When presented with this scenario, there is often a tendency to think:”Ah, but the borrower can always make the extra Ksh 10 somewhere else, through hard work or a deal overseas.” However, although we frequently interchange the two sayings, earning money is not the same as making it. Earnings are simply a transfer of money from one ownership to another and neither increase nor decrease the total money in existence. Making money actually does increase the nation’s money supply but no-one can do that but the central bank itself.

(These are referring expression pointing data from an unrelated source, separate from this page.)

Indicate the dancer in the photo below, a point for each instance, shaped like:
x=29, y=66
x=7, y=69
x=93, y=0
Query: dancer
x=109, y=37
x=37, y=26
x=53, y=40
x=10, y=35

The result of creating Kshs 100 but demanding Kshs 110 in return is that the collective borrowers of a nation are forever trying to repay an amount that they will never be able to repay: the mythical Kshs 10 that was never actually printed. This debt is, in fact, unrepayable and every time more money is printed, the nation’s overall indebtedness increases by the amount of interest due to the Central Bank.

Many economists know about this problem but pass it off as irrelevant. The idea is that if the economy keeps expanding, it fuels an increase in the total money supply in which case there is no problem with meeting interest payments on an increasing debt load. It is important to note that when John Law lived, the need to continuously expand to meet growing debt repayments was seen as a minor problem. Today, however, we are faced with the reality that our world cannot support infinite growth. In spite of this, we have to grow consistently forever or face total economic collapse due to the eternal debt inherent in our monetary system.

This “eternal debt” creates some interesting problems which I will cover in a later article.